The heart of the four metre tall curved concrete shell is knitted. The 's formwork is a textile supported by a steel cable-net. The prototype KnitCandela marks the first application that this technology is being used on an architectural scale. The structure is an homage to Spanish-Mexican architect Felix Candela (1910–1997) and a collaboration with Zaha Hadid Architects Computation and Design Group (ZHCODE), and Architecture Extrapolated (R-Ex).

A 55-kilogram formwork for 5 tonnes of concrete

The technology was developed at ETH Zurich. Following a digitally generated pattern, an industrial knitting machine produced the shuttering of the formwork for the shell structure: in 36 hours, it knitted a fully shaped, double-layered 3-D textile consisting of four long strips.

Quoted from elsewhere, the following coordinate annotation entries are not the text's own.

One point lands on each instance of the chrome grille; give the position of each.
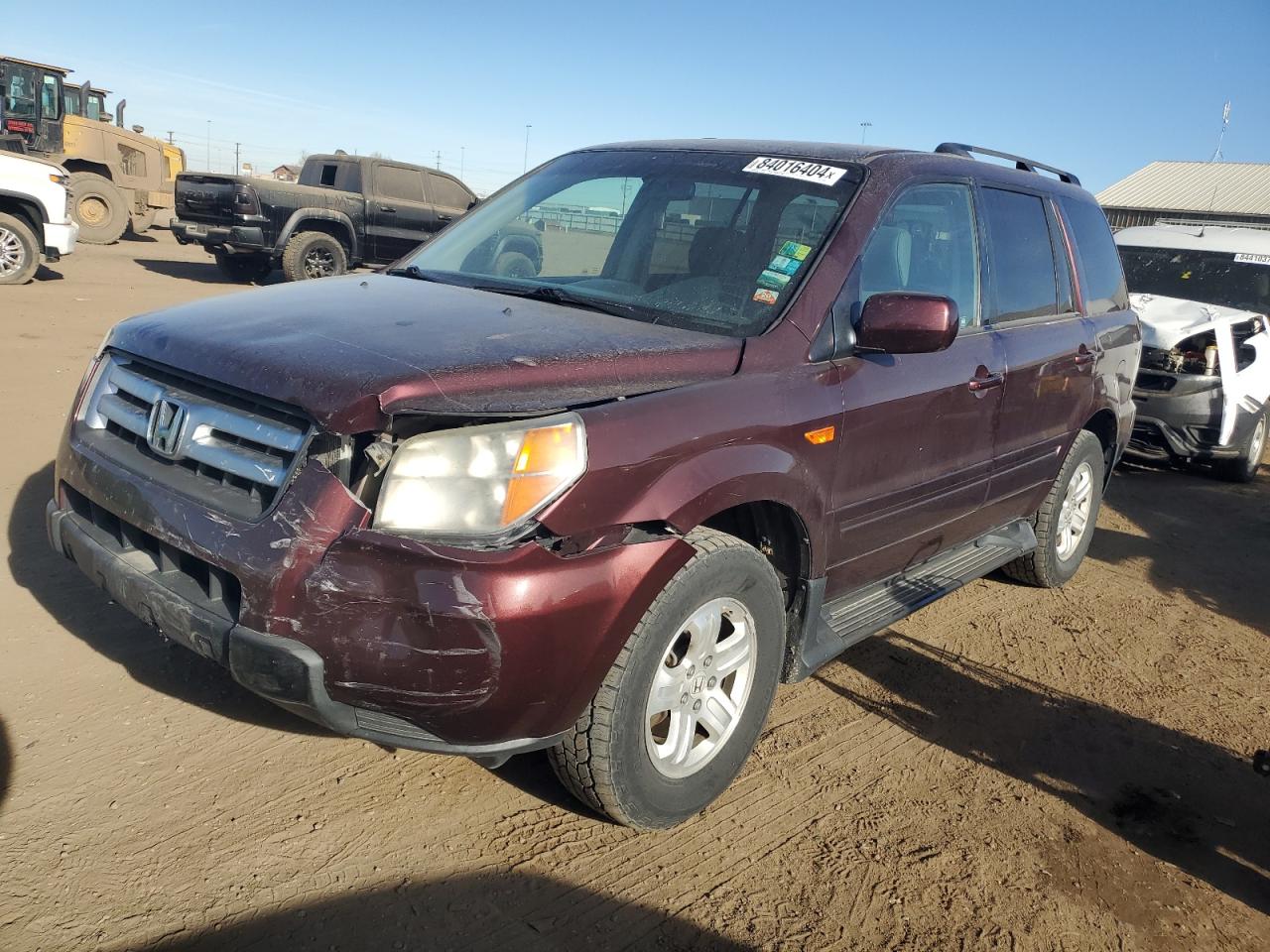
(227, 449)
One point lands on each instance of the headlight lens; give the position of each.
(480, 481)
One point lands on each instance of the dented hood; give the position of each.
(349, 350)
(1167, 321)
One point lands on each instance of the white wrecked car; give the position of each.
(1203, 298)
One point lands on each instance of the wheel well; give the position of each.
(27, 212)
(82, 166)
(334, 229)
(779, 534)
(1103, 425)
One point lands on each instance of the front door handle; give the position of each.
(983, 380)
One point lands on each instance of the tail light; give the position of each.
(245, 200)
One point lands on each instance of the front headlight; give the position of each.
(480, 481)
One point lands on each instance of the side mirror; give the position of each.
(899, 322)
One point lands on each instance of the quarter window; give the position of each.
(400, 182)
(1021, 259)
(926, 244)
(448, 193)
(1101, 277)
(50, 104)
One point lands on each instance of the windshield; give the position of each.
(1209, 277)
(711, 241)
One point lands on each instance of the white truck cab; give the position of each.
(35, 216)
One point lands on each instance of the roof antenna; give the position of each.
(1225, 121)
(1211, 203)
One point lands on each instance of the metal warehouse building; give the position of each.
(1192, 191)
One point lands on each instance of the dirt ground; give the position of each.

The lower layer forms the visible ceiling – a designed surface with a colourful pattern. The upper layer contains sleeves for the cables of the formwork system and pockets for simple balloons, which, after the entire structure is coated in concrete, become hollow spaces that help save on materials and on weight. Manufacturing a formwork for such a geometrically complex structure using conventional methods would cost substantially more in both time and material.

In the museum's inner courtyard, the knitted formwork was tensioned between a temporary boundary frame and sprayed with a specially formulated cement mixture. This initial layer was just a few millimetres thick, but sufficient to create a rigid mould; once it hardened, conventional fibre-reinforced concrete was applied.

Credit: Lex Reiter

The knitted fabric was brought to Mexico City inside two suitcases—as normal checked baggage. The knit weighs only 25 kilograms and the cable net around 30. Taut in between the boundary frame, they supported over 5 tonnes of concrete curves.

Knitting is the new 3-D printing

The technology behind KnitCandela was developed by Mariana Popescu and Lex Reiter as part of Switzerland's National Centre of Competence in Research (NCCR) in Digital Fabrication research project. Mariana Popescu is a doctoral student with Philippe Block, Professor of Architecture and Structure at ETH Zurich, while doctoral student Lex Reiter studies with Robert Flatt, Professor of Physical Chemistry of Building Materials.

Popescu's research shows that employing knitted textiles in architectural applications cuts down on material, labour and waste, and simplifies the construction process for complex shapes. Matthias Rippmann, project manager for KnitCandela and senior researcher in the Block Research Group, says: "It took only five weeks from the initial work until completion – much less time than if we were using conventional technology."

KnitCandela also represents an evolution of the flexible forming system developed for the HiLo roof: a doubly curved, thin-shell concrete structure the Block Research Group developed for Empa's research and innovation building NEST in 2017. For KnitCandela, the ETH researchers produced the knitted shell in one go, whereas HiLo's shell was made of a network of steel cables and a sewn textile.

Popescu says: "Knitting offers a key advantage that we no longer need to create 3-D shapes by assembling various parts. With the right knitting pattern, we can produce a flexible formwork for any and all kinds of shell structures, pockets and channels just by pressing a button." For the construction industry, 3-D printing is a major topic. Philippe Block says that, to a certain extent, his group's pioneering method is a new form of 3-D printing, "only it doesn't require a completely new kind of machine. A conventional knitting machine will do just fine."